Upper abdominal pain
Pain in the upper abdomen means pain of various causes, which are in the upper half of the abdomen can be specified.
Localization of pain
In medicine, the abdomen is divided into four quadrants, drawing a vertical and a horizontal line through the umbilical region. The upper abdomen is thus divided into the right and the left Upper abdomen. The Epigastric region (Epigastrium), in the middle upper abdomen, considered separately. In addition, some patients also Pain in the diaphragm described.

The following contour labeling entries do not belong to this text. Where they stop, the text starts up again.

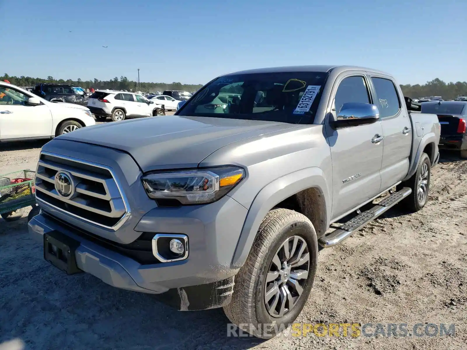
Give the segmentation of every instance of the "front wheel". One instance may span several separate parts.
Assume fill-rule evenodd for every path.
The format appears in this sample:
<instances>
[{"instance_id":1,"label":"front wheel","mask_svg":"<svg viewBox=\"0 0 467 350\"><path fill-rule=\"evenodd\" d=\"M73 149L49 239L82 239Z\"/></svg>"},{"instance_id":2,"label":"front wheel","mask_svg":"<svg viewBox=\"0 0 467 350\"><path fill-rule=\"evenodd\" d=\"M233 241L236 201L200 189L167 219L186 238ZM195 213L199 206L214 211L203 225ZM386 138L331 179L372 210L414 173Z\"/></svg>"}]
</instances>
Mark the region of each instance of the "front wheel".
<instances>
[{"instance_id":1,"label":"front wheel","mask_svg":"<svg viewBox=\"0 0 467 350\"><path fill-rule=\"evenodd\" d=\"M397 186L397 189L409 187L412 193L401 202L410 211L418 211L425 206L428 198L430 190L430 180L431 177L432 163L430 157L423 153L420 157L417 171L412 177Z\"/></svg>"},{"instance_id":2,"label":"front wheel","mask_svg":"<svg viewBox=\"0 0 467 350\"><path fill-rule=\"evenodd\" d=\"M64 122L58 128L58 130L57 131L57 136L67 133L71 133L72 131L74 131L81 127L83 127L83 126L77 121L67 120Z\"/></svg>"},{"instance_id":3,"label":"front wheel","mask_svg":"<svg viewBox=\"0 0 467 350\"><path fill-rule=\"evenodd\" d=\"M7 221L14 221L21 219L24 213L24 208L20 208L14 211L10 211L9 213L4 213L1 214L1 217L3 220Z\"/></svg>"},{"instance_id":4,"label":"front wheel","mask_svg":"<svg viewBox=\"0 0 467 350\"><path fill-rule=\"evenodd\" d=\"M111 118L113 121L120 121L125 119L125 112L121 109L117 108L112 112Z\"/></svg>"},{"instance_id":5,"label":"front wheel","mask_svg":"<svg viewBox=\"0 0 467 350\"><path fill-rule=\"evenodd\" d=\"M165 112L164 112L163 109L161 108L156 108L152 112L153 116L162 116L163 115L165 115Z\"/></svg>"},{"instance_id":6,"label":"front wheel","mask_svg":"<svg viewBox=\"0 0 467 350\"><path fill-rule=\"evenodd\" d=\"M318 257L316 232L304 215L270 210L249 255L235 277L226 315L241 329L267 339L295 320L313 285Z\"/></svg>"}]
</instances>

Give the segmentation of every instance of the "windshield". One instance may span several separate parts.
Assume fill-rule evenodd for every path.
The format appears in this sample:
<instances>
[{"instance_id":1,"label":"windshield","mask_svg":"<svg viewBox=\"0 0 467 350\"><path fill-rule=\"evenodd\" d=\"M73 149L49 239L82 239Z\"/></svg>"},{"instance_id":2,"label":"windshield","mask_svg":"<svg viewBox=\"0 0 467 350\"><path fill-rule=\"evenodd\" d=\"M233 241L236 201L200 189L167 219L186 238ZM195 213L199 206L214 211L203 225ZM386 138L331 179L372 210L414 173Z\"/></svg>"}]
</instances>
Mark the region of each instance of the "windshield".
<instances>
[{"instance_id":1,"label":"windshield","mask_svg":"<svg viewBox=\"0 0 467 350\"><path fill-rule=\"evenodd\" d=\"M224 76L201 90L177 114L310 124L328 75L290 72Z\"/></svg>"},{"instance_id":2,"label":"windshield","mask_svg":"<svg viewBox=\"0 0 467 350\"><path fill-rule=\"evenodd\" d=\"M424 103L422 112L433 114L461 114L465 105L463 103Z\"/></svg>"}]
</instances>

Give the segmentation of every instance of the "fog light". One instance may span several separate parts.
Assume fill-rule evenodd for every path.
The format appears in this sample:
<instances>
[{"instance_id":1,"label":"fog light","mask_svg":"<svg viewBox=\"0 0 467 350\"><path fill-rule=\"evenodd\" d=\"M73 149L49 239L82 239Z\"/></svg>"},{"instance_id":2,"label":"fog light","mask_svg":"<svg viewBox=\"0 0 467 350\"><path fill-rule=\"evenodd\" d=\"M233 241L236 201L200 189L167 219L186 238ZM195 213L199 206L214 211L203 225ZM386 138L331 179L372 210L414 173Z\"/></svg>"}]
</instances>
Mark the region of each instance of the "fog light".
<instances>
[{"instance_id":1,"label":"fog light","mask_svg":"<svg viewBox=\"0 0 467 350\"><path fill-rule=\"evenodd\" d=\"M183 254L185 251L185 248L183 246L183 243L179 239L172 239L170 241L170 251L175 254Z\"/></svg>"}]
</instances>

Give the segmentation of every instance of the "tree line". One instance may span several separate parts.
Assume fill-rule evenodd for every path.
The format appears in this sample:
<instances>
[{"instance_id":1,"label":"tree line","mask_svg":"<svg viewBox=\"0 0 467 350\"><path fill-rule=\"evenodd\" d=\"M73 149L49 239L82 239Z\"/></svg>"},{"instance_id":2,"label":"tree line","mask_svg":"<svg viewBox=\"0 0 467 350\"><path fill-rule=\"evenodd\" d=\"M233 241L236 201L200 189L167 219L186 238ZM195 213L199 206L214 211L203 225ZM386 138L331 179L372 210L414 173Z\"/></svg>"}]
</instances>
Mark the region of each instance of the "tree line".
<instances>
[{"instance_id":1,"label":"tree line","mask_svg":"<svg viewBox=\"0 0 467 350\"><path fill-rule=\"evenodd\" d=\"M162 91L164 90L182 90L184 91L196 91L203 85L201 84L182 84L181 83L174 82L171 84L165 83L140 83L137 86L136 82L128 80L126 77L120 77L119 79L115 77L110 80L99 80L94 78L93 80L72 80L68 79L57 79L49 76L47 79L42 78L33 78L30 77L10 76L5 73L0 77L0 80L8 80L11 84L18 86L34 86L38 83L55 83L59 84L73 84L80 86L84 89L93 88L95 90L111 89L115 90L141 90L144 92L154 92L156 91ZM436 78L431 81L427 82L426 84L420 85L416 84L410 85L401 85L401 88L404 96L412 98L425 97L425 96L442 96L444 99L455 98L458 96L467 95L467 82L458 81L457 83L445 83L441 79Z\"/></svg>"},{"instance_id":2,"label":"tree line","mask_svg":"<svg viewBox=\"0 0 467 350\"><path fill-rule=\"evenodd\" d=\"M8 75L5 73L3 76L0 77L0 80L3 81L7 79L11 84L18 86L34 86L40 83L52 83L61 84L72 84L77 86L80 86L84 89L93 88L94 90L98 89L115 89L122 90L141 91L143 92L154 92L156 91L163 91L164 90L181 90L183 91L196 91L203 85L201 84L182 84L181 83L173 82L172 84L165 83L140 83L128 80L126 77L115 77L110 80L99 80L94 78L93 80L82 80L78 78L77 80L72 80L67 79L55 79L53 77L49 76L47 79L43 78L34 78L31 77L14 77Z\"/></svg>"}]
</instances>

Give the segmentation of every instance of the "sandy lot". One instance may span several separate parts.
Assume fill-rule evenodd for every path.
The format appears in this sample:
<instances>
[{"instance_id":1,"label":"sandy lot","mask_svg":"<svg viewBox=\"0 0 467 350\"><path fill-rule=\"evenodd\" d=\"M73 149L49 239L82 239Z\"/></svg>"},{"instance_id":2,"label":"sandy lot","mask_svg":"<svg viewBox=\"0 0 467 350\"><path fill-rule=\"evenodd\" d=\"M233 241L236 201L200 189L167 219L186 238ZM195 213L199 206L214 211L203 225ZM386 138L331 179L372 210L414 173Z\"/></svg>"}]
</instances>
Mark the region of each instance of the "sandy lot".
<instances>
[{"instance_id":1,"label":"sandy lot","mask_svg":"<svg viewBox=\"0 0 467 350\"><path fill-rule=\"evenodd\" d=\"M0 149L0 173L35 168L34 142ZM0 350L465 349L467 348L467 161L443 153L430 201L397 209L322 251L314 286L298 322L407 323L409 335L226 336L221 309L183 313L150 296L82 273L67 276L43 259L20 220L0 219ZM455 324L453 336L414 336L417 323ZM423 330L423 327L421 329ZM3 343L15 339L15 343Z\"/></svg>"}]
</instances>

It should be noted that the localization of the upper abdominal pain cannot always be used to determine the cause, as in some diseases the pain radiates and each patient perceives pain differently.
Abdominal pain can somatic or visceral be. While somatic pain as strong and stabbing is felt and can be precisely localized, visceral pain is more likely dull and oppressive and hardly localizable. The form of the pain often allows conclusions to be drawn about the cause of the upper abdominal pain.
Abdominal pain can colicky or be persistent. Colic leads to a pain that constantly increases and decreases, which is especially the case when a hollow organ is relocated (e.g. Gallstones, Intestinal obstruction).
Pain can be light to very strong. Often times the severity of the pain is on a scale of 0 – 10 indicated (= visual analog scale), where 0 means to have no pain and 10 means to have the strongest imaginable pain.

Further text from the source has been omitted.